From London to Strasbourg and Prague to Ankara, Obama has run the policy gamut from economic stimulants to nuclear disarmament. But it was his Nato summit intervention that may leave the greatest mark on transatlantic relations.
On Friday afternoon, Chancellor Angela Merkel dropped unusually heavy hints that leaders would agree on Anders Fogh Rasmussen as new secretary general over a working dinner.
When the dinner broke up without agreement, everyone knew it was because of Turkish objections. In the Nato world of unanimous decision-making, Ankara had the power to embarrass Paris and Berlin at their own summit supposed to demonstrate the health of the 60-year-old alliance.
Turkish president Abdullah Gül, leading the delegation in Strasbourg, said he had no objections to Rasmussen. From Ankara, however, Turkey’s prime minister Recep Tayyip Erdogan reiterated a claim that Rasmussen was unpopular in the Muslim world because of his decision during the Muhammad caricature row to put freedom of speech ahead of respect for Islam.
Further objections were raised to a Denmark-based Kurdish television station with reported links to the terrorist PKK group.

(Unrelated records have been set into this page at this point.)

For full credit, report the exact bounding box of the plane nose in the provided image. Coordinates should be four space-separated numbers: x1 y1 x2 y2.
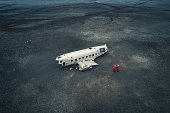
56 57 58 61
56 57 60 61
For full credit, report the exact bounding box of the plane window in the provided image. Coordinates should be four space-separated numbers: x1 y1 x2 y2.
92 54 94 56
79 58 81 60
95 53 97 55
75 59 77 61
63 62 65 66
82 57 84 59
86 56 88 58
71 60 73 62
89 55 91 57
60 60 62 63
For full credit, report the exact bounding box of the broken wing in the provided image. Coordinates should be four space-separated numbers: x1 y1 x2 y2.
78 60 98 71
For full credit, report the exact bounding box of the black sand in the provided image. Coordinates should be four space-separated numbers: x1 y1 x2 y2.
0 0 170 113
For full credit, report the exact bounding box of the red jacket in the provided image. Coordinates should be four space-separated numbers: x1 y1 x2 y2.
113 66 116 70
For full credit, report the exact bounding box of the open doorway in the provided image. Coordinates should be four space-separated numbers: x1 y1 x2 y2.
63 62 65 66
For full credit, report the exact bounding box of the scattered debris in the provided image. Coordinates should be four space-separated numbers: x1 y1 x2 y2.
25 40 32 43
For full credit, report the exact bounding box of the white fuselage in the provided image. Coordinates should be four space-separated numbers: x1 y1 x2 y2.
56 44 108 66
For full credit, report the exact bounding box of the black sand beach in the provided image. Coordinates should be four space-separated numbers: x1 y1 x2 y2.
0 0 170 113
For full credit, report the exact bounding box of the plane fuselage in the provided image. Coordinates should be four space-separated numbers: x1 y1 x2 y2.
56 44 108 70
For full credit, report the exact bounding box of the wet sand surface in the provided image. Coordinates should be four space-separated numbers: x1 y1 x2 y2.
0 0 170 113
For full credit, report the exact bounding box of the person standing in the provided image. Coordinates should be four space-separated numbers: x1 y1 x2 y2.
117 65 120 72
113 65 116 72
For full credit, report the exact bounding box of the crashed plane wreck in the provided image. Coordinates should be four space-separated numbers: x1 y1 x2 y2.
56 44 108 71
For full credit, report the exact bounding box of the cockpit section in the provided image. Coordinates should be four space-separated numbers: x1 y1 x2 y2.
99 45 108 53
100 48 105 52
56 56 63 64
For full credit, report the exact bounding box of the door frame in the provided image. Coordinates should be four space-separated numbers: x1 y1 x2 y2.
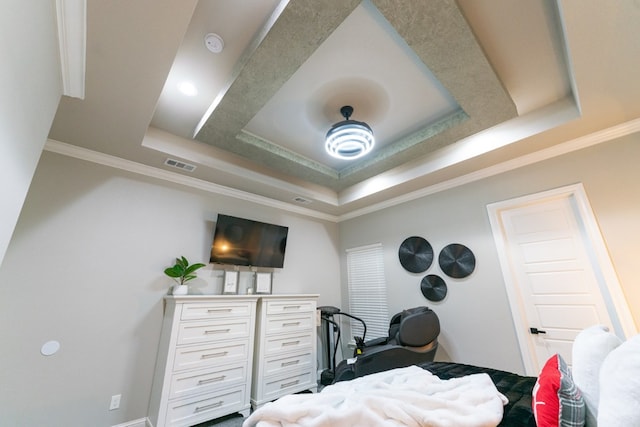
487 183 637 375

Lingering in the background was resentment over Rasmussen’s opposition to Turkey’s EU accession. That view is shared by Merkel and Nicolas Sarkozy and left them in a weak negotiating position with Erdogan.
On Saturday afternoon, when talks ended with still no agreement, leaders asked their advisers to leave the room. Then the gloves came off and Gül was left in no doubt over what the other Nato members thought of Turkey’s veto threat.

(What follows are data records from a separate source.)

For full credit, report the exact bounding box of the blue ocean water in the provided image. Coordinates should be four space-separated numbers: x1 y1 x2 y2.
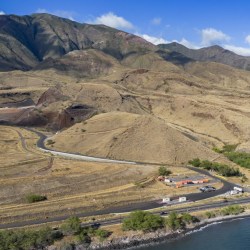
141 218 250 250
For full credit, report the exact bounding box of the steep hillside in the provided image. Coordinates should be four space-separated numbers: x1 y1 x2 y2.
2 13 250 156
34 49 120 78
48 112 218 164
183 61 250 91
121 51 180 72
159 42 250 70
0 13 155 71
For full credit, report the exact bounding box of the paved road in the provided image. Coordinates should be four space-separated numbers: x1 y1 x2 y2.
0 127 240 229
28 127 238 199
81 197 250 228
1 196 250 230
28 128 137 164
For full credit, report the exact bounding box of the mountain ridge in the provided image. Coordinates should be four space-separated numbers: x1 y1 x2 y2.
2 13 250 73
0 13 155 71
158 42 250 70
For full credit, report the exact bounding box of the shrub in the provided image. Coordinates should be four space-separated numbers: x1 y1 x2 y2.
205 211 216 219
221 205 245 216
213 147 223 153
181 213 199 224
222 144 238 153
61 216 82 235
224 151 250 169
241 174 248 183
46 139 55 145
122 210 164 232
26 194 47 203
60 243 75 250
188 158 201 167
188 159 242 177
95 229 110 240
77 231 91 244
212 145 250 170
0 227 57 250
165 212 185 231
158 166 172 176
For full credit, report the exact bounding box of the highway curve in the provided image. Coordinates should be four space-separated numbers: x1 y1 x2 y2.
0 127 240 229
28 126 237 200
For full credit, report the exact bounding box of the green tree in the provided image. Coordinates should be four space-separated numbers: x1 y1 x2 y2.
122 210 164 232
95 229 110 240
205 211 216 219
181 213 198 224
188 158 201 167
77 231 91 244
158 166 172 176
165 212 185 231
35 227 54 248
61 216 82 235
0 227 57 250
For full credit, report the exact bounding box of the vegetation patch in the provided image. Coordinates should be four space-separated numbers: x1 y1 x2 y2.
0 216 111 249
220 205 245 216
62 216 110 244
224 152 250 169
46 139 55 145
166 212 199 231
213 144 250 175
158 166 172 176
0 227 62 250
122 210 164 232
26 194 47 203
122 210 199 233
205 211 216 219
213 144 238 154
165 212 185 231
188 158 242 177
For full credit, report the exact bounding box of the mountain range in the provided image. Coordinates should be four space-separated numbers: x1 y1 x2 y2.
159 42 250 70
1 13 250 72
1 13 250 164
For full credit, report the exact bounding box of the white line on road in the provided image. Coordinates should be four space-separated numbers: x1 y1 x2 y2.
39 148 137 165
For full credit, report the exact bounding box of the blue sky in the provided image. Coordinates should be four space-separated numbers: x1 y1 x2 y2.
1 0 250 55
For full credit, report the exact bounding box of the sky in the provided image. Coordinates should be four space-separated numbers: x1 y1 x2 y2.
1 0 250 55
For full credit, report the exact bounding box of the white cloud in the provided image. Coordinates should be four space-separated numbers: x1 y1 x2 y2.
36 8 76 21
151 17 161 25
136 33 200 48
90 12 134 30
223 45 250 56
201 28 230 46
0 11 5 15
245 35 250 45
136 33 170 45
177 38 200 49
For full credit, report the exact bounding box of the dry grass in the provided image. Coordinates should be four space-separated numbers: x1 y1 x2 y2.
0 126 203 225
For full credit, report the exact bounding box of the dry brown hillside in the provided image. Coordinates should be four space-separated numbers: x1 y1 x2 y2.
48 112 218 164
2 14 250 158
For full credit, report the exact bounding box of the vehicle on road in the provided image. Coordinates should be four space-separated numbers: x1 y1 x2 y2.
160 211 167 215
91 222 101 228
199 186 216 192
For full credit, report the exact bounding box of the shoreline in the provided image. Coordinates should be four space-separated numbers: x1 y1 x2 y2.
86 213 250 250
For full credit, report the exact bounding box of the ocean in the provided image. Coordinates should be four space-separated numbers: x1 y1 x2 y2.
140 217 250 250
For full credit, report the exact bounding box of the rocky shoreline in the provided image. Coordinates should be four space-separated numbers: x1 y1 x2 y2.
86 213 250 250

Nearly three hours later than planned, outgoing secretary Jaap de Hoop Scheffer appeared to announce that the deal was done.
But the general agreement in Strasbourg was that it was Obama who did the deal.
Though only lukewarm on the Danish leader, Washington agreed to support the candidate backed by London, Berlin and Paris.
Before official talks began on Saturday, Obama brought together Rasmussen and Gül to broker a compromise, further details of which may emerge when Obama arrives in Ankara today.
The relief among French and German officials in Strasbourg was obvious, along with the realisation that, as one put it, “Obama has charmed us into a corner.”
The charming began at the G20 in London with a concession from the president that America had triggered the financial crisis. Then, in Strasbourg, Obama praised European engagement in Afghanistan and studiously declined to make explicit demands for more combat troops.
The Washington logic is that, if the Europeans won’t be pressurised into sharing the heavy lifting in Afghanistan, they won’t be pressurised. But by agreeing to European demands for Nato partnership instead of US unilateralism, Washington feels it has put the ball in Europe’s court.
And, as Obama hinted on Friday, Europe no longer can cite displeasure with the cowboy language of George Bush as an excuse not to act.
At the closing press conference in Strasbourg, the president dropped hints to any European leaders listening that, well, they owe him.
“There’s got to be mutuality in the transatlantic relationship,” joked Obama after agreeing to accept questions from non-US journalists.
Asked what he had learned about European politics after his trip, he said it was “not that different” to Washington “wheeling and dealing”.
“People are pursuing their interests,” he said, “and everybody has their own particular issues and their own particular politics.”